Abstract Algebra – Show $\mathbb{Z}[\sqrt{2}]$ is a PID

Question

I understand how to show something isn't a PID (namely by constructing a counterexample), and I think I understand the proof that $\mathbb{Z}$ is a PID, but I'm not sure how to modify it so that I can show $\mathbb{Z}[\sqrt{2}]$ is a PID. I'm given a hint to let $d(a+b\sqrt{2}):=|a^2-2b^2|$, but I'm not sure how to use a norm to prove that all ideals are principal.

Answer 1

To show that a ring is a PID it suffices to show that it is Euclidean.
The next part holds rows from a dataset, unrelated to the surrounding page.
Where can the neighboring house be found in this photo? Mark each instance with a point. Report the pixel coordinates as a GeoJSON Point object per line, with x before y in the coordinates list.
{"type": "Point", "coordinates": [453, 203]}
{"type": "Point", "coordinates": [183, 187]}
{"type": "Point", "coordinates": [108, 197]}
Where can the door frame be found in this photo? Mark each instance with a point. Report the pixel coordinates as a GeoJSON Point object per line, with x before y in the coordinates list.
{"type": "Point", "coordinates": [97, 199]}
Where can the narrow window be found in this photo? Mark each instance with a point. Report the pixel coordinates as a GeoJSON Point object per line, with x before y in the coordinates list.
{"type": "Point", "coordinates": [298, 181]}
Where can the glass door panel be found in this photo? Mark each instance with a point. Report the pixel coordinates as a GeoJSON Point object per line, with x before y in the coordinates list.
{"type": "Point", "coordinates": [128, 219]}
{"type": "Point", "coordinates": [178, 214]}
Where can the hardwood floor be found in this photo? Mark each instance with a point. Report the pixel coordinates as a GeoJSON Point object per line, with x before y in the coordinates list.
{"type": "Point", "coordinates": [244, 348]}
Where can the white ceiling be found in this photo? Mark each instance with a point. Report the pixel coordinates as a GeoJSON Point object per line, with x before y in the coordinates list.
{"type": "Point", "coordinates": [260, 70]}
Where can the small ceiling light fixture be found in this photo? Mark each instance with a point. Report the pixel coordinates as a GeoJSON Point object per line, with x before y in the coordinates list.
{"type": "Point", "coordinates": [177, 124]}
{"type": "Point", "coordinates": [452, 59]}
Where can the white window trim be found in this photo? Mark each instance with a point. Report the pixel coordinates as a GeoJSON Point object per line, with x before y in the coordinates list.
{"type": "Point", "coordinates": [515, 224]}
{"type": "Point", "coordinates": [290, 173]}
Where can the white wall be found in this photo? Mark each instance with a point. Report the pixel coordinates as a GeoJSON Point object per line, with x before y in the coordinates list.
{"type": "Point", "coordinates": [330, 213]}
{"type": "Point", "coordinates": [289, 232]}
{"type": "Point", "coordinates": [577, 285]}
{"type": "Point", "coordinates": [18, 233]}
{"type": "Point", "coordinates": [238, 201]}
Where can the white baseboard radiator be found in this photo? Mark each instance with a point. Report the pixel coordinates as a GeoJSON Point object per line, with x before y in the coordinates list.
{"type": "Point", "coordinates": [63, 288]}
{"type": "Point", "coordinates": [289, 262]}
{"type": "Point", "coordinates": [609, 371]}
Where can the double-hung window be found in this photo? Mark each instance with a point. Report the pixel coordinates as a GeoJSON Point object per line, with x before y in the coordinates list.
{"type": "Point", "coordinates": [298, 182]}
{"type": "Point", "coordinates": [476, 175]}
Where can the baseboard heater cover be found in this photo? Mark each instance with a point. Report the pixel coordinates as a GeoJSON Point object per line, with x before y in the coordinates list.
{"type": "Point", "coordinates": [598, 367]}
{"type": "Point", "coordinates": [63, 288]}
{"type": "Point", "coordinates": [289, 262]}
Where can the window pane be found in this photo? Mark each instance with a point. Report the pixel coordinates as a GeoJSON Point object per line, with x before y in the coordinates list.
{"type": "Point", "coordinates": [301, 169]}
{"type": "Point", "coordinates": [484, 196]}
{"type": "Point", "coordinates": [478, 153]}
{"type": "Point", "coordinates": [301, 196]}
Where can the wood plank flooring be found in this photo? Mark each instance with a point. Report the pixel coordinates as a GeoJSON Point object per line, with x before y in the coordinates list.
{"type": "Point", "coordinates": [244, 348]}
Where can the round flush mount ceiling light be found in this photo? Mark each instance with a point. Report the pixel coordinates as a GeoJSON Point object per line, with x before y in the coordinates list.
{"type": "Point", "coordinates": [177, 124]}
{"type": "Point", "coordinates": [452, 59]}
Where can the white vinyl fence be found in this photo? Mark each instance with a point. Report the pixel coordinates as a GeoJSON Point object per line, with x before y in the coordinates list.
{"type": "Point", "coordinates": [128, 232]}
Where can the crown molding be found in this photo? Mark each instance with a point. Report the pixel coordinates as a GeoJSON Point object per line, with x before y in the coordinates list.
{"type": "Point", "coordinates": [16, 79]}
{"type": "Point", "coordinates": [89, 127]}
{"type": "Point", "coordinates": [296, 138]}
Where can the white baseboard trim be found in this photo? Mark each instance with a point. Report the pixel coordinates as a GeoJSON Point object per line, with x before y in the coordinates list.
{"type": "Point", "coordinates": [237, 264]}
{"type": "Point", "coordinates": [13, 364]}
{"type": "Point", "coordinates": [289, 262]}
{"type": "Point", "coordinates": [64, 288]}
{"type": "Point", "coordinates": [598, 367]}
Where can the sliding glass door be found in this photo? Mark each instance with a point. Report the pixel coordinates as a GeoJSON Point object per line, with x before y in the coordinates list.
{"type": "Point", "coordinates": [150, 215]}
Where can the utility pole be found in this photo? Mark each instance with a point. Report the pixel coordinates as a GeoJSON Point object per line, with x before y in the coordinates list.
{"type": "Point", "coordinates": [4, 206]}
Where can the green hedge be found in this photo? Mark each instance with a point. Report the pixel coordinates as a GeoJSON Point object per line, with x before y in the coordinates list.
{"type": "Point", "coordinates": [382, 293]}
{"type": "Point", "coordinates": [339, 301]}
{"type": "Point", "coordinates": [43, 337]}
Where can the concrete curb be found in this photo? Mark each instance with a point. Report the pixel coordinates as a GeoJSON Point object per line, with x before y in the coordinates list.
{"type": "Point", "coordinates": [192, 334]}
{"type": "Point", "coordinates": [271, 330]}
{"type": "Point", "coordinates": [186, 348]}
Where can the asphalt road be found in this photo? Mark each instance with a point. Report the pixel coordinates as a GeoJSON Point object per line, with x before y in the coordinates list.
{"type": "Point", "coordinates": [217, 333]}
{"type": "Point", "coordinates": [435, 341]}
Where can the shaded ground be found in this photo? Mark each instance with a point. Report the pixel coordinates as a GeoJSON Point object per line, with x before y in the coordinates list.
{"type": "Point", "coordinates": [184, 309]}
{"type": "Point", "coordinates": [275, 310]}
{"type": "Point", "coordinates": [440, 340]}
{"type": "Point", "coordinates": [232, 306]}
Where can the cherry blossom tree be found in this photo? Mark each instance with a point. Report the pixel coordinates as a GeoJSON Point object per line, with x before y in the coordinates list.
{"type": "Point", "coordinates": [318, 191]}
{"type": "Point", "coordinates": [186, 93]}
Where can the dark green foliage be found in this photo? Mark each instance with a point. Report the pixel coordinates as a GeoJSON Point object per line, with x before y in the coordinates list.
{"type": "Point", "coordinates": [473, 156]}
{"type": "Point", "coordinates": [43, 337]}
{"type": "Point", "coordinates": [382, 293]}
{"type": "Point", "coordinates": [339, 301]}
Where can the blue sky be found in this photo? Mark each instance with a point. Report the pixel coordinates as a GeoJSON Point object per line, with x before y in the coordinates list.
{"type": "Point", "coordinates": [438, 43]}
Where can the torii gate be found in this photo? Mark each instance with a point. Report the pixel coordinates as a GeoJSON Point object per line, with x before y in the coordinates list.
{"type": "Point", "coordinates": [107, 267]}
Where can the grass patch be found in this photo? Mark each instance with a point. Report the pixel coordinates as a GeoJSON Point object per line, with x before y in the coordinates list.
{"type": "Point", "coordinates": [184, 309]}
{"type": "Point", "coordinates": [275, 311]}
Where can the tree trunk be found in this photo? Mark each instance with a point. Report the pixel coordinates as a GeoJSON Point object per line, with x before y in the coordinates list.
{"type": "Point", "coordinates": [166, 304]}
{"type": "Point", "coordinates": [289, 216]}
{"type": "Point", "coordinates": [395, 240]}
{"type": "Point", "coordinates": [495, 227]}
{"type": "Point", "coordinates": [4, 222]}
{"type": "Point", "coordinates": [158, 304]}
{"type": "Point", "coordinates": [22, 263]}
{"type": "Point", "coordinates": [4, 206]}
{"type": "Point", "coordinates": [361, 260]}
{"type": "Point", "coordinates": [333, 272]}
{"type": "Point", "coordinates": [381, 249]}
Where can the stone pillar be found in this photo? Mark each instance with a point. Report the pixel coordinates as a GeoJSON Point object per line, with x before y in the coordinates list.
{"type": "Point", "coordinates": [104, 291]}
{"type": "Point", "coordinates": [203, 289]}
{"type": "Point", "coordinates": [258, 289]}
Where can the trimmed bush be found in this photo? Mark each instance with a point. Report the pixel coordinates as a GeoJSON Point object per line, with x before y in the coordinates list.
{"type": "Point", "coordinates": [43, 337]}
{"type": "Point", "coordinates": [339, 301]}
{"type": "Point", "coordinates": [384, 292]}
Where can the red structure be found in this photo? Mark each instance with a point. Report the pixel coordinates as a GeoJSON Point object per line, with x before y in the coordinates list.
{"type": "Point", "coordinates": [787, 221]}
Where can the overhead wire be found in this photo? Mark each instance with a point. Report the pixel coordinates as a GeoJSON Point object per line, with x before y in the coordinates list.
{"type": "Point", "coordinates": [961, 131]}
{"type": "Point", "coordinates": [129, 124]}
On $\mathbb Z[\sqrt{2}]$ we have the norm $N(a+b\sqrt{2}) = |a^2-2b^2|$ which we can extend to $\mathbb Q(\sqrt{2})$, the quotient field of $\mathbb Z[\sqrt 2]$. First note that for each element $x \in \mathbb Q(\sqrt 2)$ we find an element $\tilde x \in \mathbb Z[\sqrt 2]$ with $N(x-\tilde x) < 1$. Namely, if $x = a + b\sqrt 2$, let $\tilde a$ and $\tilde b$ the nearest integer to $a$ and $b$ respectively and let $\tilde x = \tilde a + \tilde b \sqrt 2$. Then $$N(x-\tilde x) = |(a-\tilde a)^2 -2(b-\tilde b)^2| \leq \left(\frac{1}{2}\right)^2 + 2\left(\frac{1}{2}\right)^2 = \frac{3}{4} < 1.$$ Now let $x$ and $y$ be elements of $\mathbb Z[\sqrt 2]$ with $y \neq 0$. We have to show that there exist $k$ and $r \in \mathbb Z[\sqrt2]$ such that $x = ky+r$ and $N(r)< N(y)$. Choose $k \in \mathbb Z[\sqrt 2]$ with $N(x/y - k) < 1$ and let $r = x-ky$. Then $x = ky+r$ and $$N(r) = N(x-ky) = N(y) N(x/y-k) < N(y).$$

This shows that $\mathbb Z[\sqrt 2]$ is Euclidean, hence it is a PID.